Carmen squeezed his hand.
"An end to the Doctor," she said, and he did not want to ask any more questions after that.
* * *
Days at home watching television did not seem quite the same after the trip on the 200. Nathan mooched around the house for a couple of days. He spent a little time online, Googling the Doctor and the Unified Intelligence Task Force, checking out newspaper archive stories on Christina de Souza, and job-hunting, but it was all somewhat half-hearted.
He had just about made up his mind to go and do something radical like join the Army when the phone rang. When the woman on the end introduced herself Nathan thought it would be more about the bus – which it was, but only in a sideways fashion.
"The Doctor said you were good in a crisis," she said. "We'd like to consider enlisting you."
"As a soldier?" Nathan said, surprised, which was daft considering he had the Army's website bookmarked.
"In UNIT," she said. "You've seen what's out there. And the Doctor's recommendation is enough."
Nathan thought about it, and made his decision. And that was the end of days at home watching television.
* * *
Whatever the Doctor had done to the bus, it didn't seem to run out of power. Christina eyed the bits of Æthelstan's gold cup wistfully, but when she considered that it had saved her life and all of Earth too, it was probably a sacrifice worth making.
She landed the bus, eventually, in the Scottish Highlands; hotwired an abandoned van; and was on a plane from Edinburgh to the Caribbean under a false passport within half a day with as much of the gold as possible hidden in her bag.
There was nothing she could really do except hide out, so she hid on a beach on Bequia and thought about adventures and career choices. She thought of the Doctor and his breezy comment about loving things best when they were at their worst, and tried to reconcile that with the look in his eyes when he'd told her she couldn't go with him. Something else stuck in her mind – the way he'd already known that the sand was full of the dead.

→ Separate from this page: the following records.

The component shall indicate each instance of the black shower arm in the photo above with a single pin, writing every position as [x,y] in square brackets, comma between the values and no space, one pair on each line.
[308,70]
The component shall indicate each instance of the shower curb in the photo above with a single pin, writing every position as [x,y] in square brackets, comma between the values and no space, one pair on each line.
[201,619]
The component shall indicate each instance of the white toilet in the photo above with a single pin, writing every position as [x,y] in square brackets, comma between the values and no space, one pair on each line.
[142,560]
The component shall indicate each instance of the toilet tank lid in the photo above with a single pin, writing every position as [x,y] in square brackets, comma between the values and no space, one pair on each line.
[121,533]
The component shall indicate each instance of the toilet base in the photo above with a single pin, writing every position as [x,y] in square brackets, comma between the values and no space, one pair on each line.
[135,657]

He may have been breezy and cheerful the whole day on San Helios, but he was no stranger to death. Maybe, after all, she was better off without him.
* * *
He plotted a course into the heart of the Vortex and spun there, the better able to deal with the Swarm. It took him time, and a bit of tinkering, but eventually he managed to send the signal that would keep them away from inhabited planets. No more San Helioses.
Task done, he sat back in the console chair and listened to the sound of the TARDIS. Just the two of them, now, flying throughout time and space together. The Doctor and his stolen property. He wondered where Christina de Souza was, reached out a hand to dial in the coordinates, pulled back. He'd said no to her for a reason – it wasn't fair to any of them, not any longer. Too many broken hearts and broken minds scattered across the universe, all because of him.
In any case, if Carmen was right, it hardly mattered. There wasn't long left, at least not in this body that had loved and lost and fought so much. The song was ending. Perhaps it was the right time.